1.2 - Modèles de Sociologie criminelle

C'est Szabo qui résume l'objet de la criminologie sociologique dont le point de départ de la réflexion est selon lui la société qui produit aussi bien l'homme que l'incitation qu'éprouve celui-ci à poser des actes déviants ou délinquants (Szabo, 1980, 27). Concrètement, sont étudiés les éléments dont le dysfonctionnement défectueux peut résulter une conduite déviante ou délinquante : incidences criminogènes de l'industrialisation, de l'urbanisation, des migrations, mécanismes du contrôle social au sein de la famille, de l'école, du quartier, du milieu du travail (Szabo, 1980, 27). Dans une autre étude, Szabo précise davantage que c'est à partir de l'analyse de la normalité sociale, c'est-à-dire de la genèse de nouvelles normes fondatrices de comportements, qu'il s'agit de cerner les sources sociales de la déviance, de la marginalité et de la délinquance (Szabo, 1991a, 248). Dans le tableau synoptique des perspectives sociologiques dressé par Selosse (1981, 17), la délinquance se présente comme une réalité sociale dont l'amplitude s'affirme dans toute situation de déséquilibre, qu'elle soit de nature écologique, socio-culturelle ou conflictuelle. Selosse (op. cit.) montre que c'est surtout la sociologie urbaine et l'école de Chicago avec Shaw et Mc Kay qui ont montré que les seuils de délinquance variaient sensiblement selon les aires résidentielles et que les taux des comportements criminels dépendraient de certaines variables écologiques : les plus élevés s'enregistrent dans les zones de bidonvilles constituant des ghettos où la discrimination sociale pour raisons économiques et ethniques est la plus forte. Les résultats ont été confirmés en France par M.-J. Chombart de Lauwe, Peyre, Stancius, Leauté. La sectorisation fonctionnelle des espaces urbains (espaces de résidence, de production, de consommation, de loisirs...) créant des zones discontinues et contrastées, à la densité d'occupation variable, impose des styles de vie dénaturée contre lesquels la jeunesse s'insurge en conquérant et occupant des territoires de regroupements et d'expressions spécifiques. En bref, il existe une distribution spatiale de la délinquance (Selosse, 1981).

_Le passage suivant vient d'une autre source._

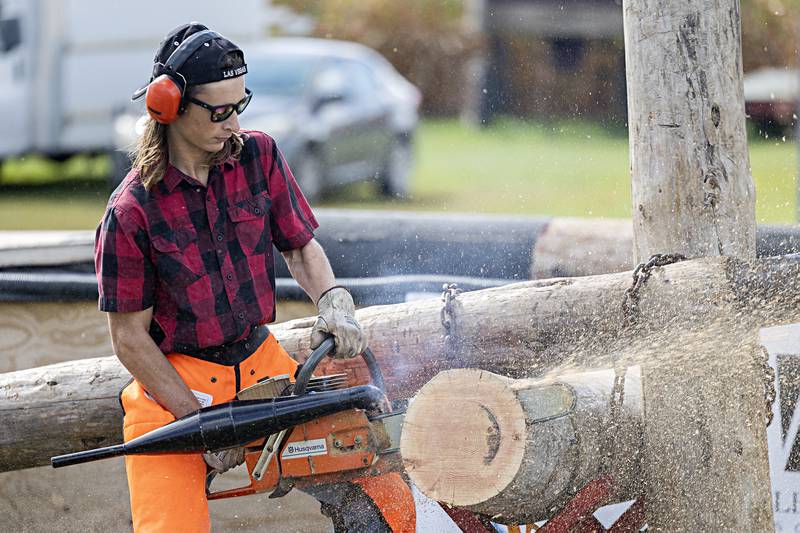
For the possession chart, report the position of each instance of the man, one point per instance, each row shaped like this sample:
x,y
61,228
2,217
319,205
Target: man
x,y
185,271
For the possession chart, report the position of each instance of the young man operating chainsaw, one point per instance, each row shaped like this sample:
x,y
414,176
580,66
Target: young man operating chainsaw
x,y
184,260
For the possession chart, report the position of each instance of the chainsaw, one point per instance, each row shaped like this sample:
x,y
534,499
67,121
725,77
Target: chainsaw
x,y
315,431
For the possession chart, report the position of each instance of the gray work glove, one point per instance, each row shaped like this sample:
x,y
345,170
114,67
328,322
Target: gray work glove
x,y
222,461
337,317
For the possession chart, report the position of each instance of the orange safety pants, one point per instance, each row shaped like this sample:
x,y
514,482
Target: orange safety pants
x,y
168,491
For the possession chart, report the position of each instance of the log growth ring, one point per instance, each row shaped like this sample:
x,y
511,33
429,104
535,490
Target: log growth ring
x,y
474,426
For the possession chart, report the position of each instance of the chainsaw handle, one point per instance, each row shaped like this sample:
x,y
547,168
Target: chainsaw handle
x,y
324,349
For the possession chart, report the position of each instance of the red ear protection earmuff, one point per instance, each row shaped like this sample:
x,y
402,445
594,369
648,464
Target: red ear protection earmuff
x,y
164,100
164,94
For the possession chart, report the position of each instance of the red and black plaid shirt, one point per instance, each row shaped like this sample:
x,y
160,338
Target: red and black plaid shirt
x,y
202,256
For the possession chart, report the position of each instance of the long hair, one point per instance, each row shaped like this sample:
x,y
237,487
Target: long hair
x,y
151,155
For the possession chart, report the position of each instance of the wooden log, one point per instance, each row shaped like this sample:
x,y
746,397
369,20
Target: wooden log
x,y
518,330
706,456
517,449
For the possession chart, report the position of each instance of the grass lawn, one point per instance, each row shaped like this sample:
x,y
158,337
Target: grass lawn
x,y
565,169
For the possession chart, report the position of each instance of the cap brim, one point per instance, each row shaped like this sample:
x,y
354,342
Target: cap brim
x,y
140,92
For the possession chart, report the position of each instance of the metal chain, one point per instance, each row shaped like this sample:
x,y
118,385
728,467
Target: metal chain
x,y
450,292
642,272
630,308
762,360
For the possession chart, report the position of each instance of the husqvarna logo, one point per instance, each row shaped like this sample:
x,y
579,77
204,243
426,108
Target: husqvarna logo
x,y
305,448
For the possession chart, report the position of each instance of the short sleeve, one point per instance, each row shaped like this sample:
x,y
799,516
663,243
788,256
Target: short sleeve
x,y
291,220
125,277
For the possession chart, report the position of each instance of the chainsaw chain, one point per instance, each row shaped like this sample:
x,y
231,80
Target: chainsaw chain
x,y
643,271
630,307
762,359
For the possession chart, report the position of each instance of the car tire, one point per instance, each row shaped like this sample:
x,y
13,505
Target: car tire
x,y
395,178
308,171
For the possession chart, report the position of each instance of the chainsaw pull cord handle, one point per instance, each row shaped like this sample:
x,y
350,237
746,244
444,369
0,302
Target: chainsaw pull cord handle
x,y
319,354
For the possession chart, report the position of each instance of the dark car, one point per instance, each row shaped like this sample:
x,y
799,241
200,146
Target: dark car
x,y
338,110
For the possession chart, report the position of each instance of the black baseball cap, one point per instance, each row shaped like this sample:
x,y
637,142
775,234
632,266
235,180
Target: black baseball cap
x,y
205,65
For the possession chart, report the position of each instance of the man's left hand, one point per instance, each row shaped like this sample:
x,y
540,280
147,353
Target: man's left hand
x,y
337,318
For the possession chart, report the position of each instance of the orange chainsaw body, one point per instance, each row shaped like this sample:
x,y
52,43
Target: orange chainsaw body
x,y
331,449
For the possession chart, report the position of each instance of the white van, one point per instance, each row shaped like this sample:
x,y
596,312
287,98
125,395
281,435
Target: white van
x,y
68,66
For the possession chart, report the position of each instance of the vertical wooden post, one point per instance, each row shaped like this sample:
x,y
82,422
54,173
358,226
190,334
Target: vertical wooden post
x,y
706,464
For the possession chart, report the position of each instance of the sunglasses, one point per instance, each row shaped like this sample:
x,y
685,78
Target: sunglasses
x,y
222,112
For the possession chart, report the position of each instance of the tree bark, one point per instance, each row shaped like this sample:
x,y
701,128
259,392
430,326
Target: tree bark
x,y
516,449
705,455
519,330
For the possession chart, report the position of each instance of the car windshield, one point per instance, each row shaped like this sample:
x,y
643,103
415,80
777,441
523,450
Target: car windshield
x,y
280,75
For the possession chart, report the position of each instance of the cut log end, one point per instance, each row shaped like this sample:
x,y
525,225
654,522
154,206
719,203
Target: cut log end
x,y
464,436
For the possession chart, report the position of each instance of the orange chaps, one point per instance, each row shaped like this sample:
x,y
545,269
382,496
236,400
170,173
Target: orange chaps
x,y
168,491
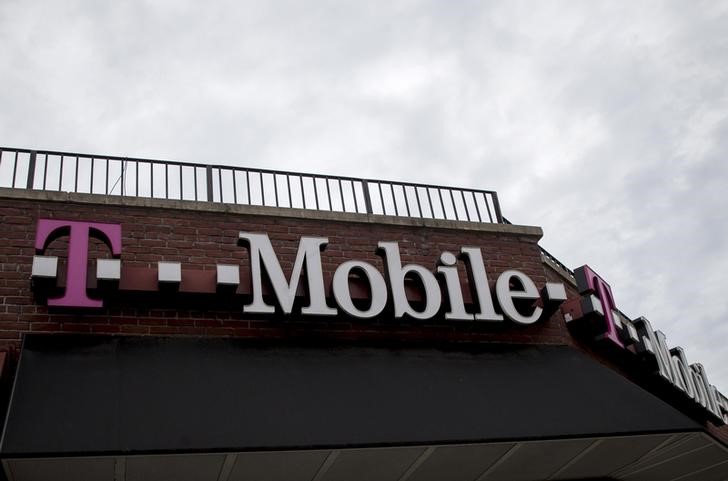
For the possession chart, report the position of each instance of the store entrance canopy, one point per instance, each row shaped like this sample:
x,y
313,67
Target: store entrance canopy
x,y
128,408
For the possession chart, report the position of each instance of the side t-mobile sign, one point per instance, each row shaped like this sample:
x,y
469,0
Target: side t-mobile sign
x,y
517,298
600,318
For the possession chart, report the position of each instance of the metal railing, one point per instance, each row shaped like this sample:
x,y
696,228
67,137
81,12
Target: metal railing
x,y
131,177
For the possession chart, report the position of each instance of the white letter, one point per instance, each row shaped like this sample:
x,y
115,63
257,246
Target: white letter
x,y
454,293
506,296
397,273
479,279
343,295
309,251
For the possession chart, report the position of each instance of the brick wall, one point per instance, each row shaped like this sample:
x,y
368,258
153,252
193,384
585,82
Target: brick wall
x,y
200,236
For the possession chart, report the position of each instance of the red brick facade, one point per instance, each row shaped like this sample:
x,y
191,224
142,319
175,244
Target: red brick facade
x,y
201,238
201,235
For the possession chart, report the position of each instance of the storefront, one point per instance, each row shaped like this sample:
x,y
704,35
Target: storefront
x,y
345,332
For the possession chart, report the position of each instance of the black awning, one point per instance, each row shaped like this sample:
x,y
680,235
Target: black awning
x,y
99,394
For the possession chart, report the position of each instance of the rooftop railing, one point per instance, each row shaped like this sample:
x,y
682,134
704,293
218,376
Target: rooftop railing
x,y
132,177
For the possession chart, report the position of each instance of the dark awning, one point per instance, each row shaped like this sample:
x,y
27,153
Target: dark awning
x,y
88,395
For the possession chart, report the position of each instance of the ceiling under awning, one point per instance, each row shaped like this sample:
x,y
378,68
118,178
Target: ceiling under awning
x,y
131,408
657,457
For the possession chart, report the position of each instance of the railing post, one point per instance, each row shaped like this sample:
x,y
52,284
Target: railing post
x,y
496,206
367,199
31,170
209,183
124,163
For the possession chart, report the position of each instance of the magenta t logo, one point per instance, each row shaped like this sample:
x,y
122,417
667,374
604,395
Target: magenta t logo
x,y
589,281
79,232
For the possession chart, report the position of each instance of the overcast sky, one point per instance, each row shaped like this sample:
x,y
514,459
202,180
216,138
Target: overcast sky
x,y
605,123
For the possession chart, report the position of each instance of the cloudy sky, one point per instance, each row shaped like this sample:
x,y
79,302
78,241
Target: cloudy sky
x,y
606,123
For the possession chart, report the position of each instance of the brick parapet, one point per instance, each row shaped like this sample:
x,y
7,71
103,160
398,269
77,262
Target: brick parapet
x,y
201,235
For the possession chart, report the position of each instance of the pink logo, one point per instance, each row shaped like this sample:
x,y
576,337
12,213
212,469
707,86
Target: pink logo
x,y
79,232
589,281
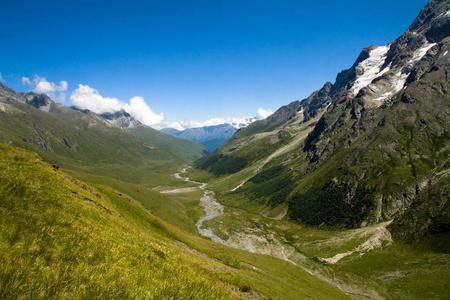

Pour M.-J. Chombart de Lauwe, les délinquants proviennent des quartiers caractérisés par des logements anciens et suroccupés, où les niveaux socio-économiques sont bas, la proportion des chômeurs élevée (1967, 67). Dans une autre étude, l'auteur a énuméré un certain nombre de besoins conjoncturels des enfants de 7 à 13 ans. Leurs actes de violence et de transgression des règles sociales sont le signe d'un échec de leur socialisation, le refus de normes qui ne répondent pas à leurs désirs et besoins (Chombart de Lauwe, 1983, 18).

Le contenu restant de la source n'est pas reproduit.